Crohn's disease and Ulcerative colitis, a nutritional approach.
Send any comments or feedback to brendan@personaltraining.ie or visit nutrition.personaltraining.ie for more health and fitness stuff or a free consultation.
Phone 087 787 40 50 and get the help you need!
It is important to note that people with IBS symptoms or any symptoms mentioned in this article see a medical doctor for diagnosis of digestive disease commonly called IBD.(irritable bowel disease.)
This article is designed to spread awareness of IBD and IBS and show that nutritional approach can be effective but one should not attempt to replace proper medical diagnosis with this article. Enjoy the read and spread awareness of IBD and IBS
nutrition health fitness sport exercise trainer weight loss fat body training sport trainer fitness personal composition body fat massage whole food sportsmassage psychology eating right food wholefood raw slimming slim tone diet diets fad club kildare studio weights aerobic aerobics treadmill spin bike spinning walking running cycling football Brendan Murphy studio gym facility boxing conditioning stretching pilates yoga muscle endurance massage IBS sports core stability strength personal training trainer personal fitness exercise training nutritionist nutritional advisor nutritionist nutritional advisor nutrition health fitness sport exercise trainer weight loss fat body training sport trainer fitness personal composition body fat massage sportsmassage psychology eating right food wholefood raw slimming slim tone diet diets fad club kildare studio weights aerobic aerobics treadmill spin bike spinning walking running cycling football Brendan Murphy studio gym facility boxing conditioning stretching pilates yoga muscle endurance massage IBS sports core stability strength personal training trainer personal fitness exercise training nutritionist nutritional advisor nutritionist nutritional advisor
Crohn's disease and Ulcerative colitis.
These are usually referred to as IBD.
Bouts of diarrhoea, fever, pain in the abdomen, loss of appetite, weight loss, flatulence and malaise (bad feeling, pre-empt), abdominal tenderness can be present with Crohns.
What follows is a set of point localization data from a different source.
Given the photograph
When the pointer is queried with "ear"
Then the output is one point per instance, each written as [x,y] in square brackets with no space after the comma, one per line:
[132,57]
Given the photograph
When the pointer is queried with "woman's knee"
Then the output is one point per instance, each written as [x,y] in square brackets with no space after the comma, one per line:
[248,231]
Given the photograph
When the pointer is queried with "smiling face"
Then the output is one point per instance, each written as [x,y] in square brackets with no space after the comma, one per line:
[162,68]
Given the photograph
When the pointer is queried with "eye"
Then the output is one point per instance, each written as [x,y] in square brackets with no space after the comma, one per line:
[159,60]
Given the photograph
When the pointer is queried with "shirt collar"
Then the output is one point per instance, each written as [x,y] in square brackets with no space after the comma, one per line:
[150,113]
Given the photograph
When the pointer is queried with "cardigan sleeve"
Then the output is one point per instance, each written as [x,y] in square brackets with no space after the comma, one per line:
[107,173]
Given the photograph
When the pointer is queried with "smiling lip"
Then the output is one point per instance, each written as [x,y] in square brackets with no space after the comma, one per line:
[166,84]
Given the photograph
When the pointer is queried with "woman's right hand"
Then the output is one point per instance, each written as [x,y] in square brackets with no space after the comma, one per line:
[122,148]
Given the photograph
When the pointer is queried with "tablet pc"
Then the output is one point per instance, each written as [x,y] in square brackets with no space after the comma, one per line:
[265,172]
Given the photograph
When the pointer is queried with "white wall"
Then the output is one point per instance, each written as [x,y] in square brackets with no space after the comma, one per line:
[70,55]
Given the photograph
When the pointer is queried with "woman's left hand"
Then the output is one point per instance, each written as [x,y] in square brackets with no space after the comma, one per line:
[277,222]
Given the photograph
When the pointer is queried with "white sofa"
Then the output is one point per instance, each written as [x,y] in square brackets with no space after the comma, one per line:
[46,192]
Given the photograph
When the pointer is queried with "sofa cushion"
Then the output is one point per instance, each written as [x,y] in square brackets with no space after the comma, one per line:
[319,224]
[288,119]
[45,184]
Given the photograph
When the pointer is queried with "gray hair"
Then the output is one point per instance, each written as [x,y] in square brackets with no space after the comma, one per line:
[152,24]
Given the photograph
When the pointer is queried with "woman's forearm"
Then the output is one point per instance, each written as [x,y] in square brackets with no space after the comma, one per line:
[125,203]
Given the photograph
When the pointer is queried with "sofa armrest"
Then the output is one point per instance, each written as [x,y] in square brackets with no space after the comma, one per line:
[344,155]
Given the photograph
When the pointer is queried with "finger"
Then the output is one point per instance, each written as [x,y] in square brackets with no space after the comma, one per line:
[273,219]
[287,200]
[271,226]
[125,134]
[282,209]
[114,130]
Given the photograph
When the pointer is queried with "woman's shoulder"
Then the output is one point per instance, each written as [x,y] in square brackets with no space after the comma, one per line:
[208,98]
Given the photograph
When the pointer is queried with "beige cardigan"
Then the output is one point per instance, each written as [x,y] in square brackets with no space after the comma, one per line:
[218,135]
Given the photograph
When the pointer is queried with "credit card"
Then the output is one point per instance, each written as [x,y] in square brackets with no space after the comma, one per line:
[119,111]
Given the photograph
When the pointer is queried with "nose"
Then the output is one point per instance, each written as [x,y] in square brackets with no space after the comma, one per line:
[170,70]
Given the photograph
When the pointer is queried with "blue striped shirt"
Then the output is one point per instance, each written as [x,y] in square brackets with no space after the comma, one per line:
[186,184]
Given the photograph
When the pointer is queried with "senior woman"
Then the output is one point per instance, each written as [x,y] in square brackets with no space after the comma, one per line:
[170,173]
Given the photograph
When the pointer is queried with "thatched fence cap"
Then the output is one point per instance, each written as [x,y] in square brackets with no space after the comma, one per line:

Fistulas (pouches) can occur which can house bacteria and lead to severe inflammation.
Crohns is associated with the entire thickness of the digestive tract the entire length and is common in the Ileum (last part of the small intestine.).
Granulated tissue (scar tissue) forms from ulcers and inflammation of tissue.
Ulcerative colitis usually affects the colon but can migrate up. This is more common than crohns. Bloody stools, diarrhoea, cramps, haemorrhoids and abcess can be signs of colitis.
Both conditions have similar symptoms and treatments and can be often diagnosed wrong. Many people have these and are diagnosed with IBS.
Problems arising from these conditions can be similar to IBS, diarrhoea, constipation, pain, bloating, fatigue, and others caused from malabsorbsion of food. Because free radicals are produced through inflammation and repair and removal of waste from infections, then poor nutrition (which is already associated with the condition) means that free radicals can attack at will cause more damage and thus cancer is often the long-term result of IBD.
What are the causes?
Again I will bullet point.
· Genetic predisposition, Caucasians and Jews (strong evidence)
· Immune system abnormalities
· Diet (well documented in relation to controlling the problem)
· Infectious agents. (Virus, bacteria)
· Antibiotic exposure (prescribed or consumed in diet destroys flora balance)
· Stress. (Well documented as physiologically destructive)
What are the dietary considerations for IBD?
People with Crohns have been shown to have high sugar low fibre diets. (1 page 590. reference2,3,4,5,6 page 892) these studies also linked eating cornflakes habitually and associated allergy as responsible for onset of crohns. If this is true then dietary advice (nutritional therapy is effective at preventing onset. Generally information suggests onset of crohns is at age 15-35.
Exclusion of irritants diet, allergy testing and whole food optimum diet is a good starting point. This may well bring about reduction in the condition.
Supplementation of vitamins, minerals and enzymes and protein in the form of amino acids may help digestion. Many nutritional deficiencies are present for a range of reasons from psychological, physiological and practical reasons such as pain and discomfort with eating and elimination. Some examples are:
· Minerals lost in diarrhoea
· Decreased intake through nausea, vomiting, pain, anorexia.
· Dieting without supplementation.
· Malabsorbsion through inflammation and scarring.
· Higher turnover of intestinal cells and mucosa production leads to extra nutrient needs.
Flora has been found to be disturbed in crohns patients so the balance needs to be addressed (1 page 590. reference2,3,4,5,6 page 892).
Because the ulceration and inflammation in the digestive tract, many nutrients may have trouble getting through. This can lead to excess sugar, protein and other irritants that may normally be taken care of by the liver such as alcohol. This can worsen IBD.
Treatment of these deficiencies can be made sometimes with sublingual absorbsion or intravenous supplementation in some cases. Elemental diet with all the necessary nutrients, enzymes and amino acid supplementation is common.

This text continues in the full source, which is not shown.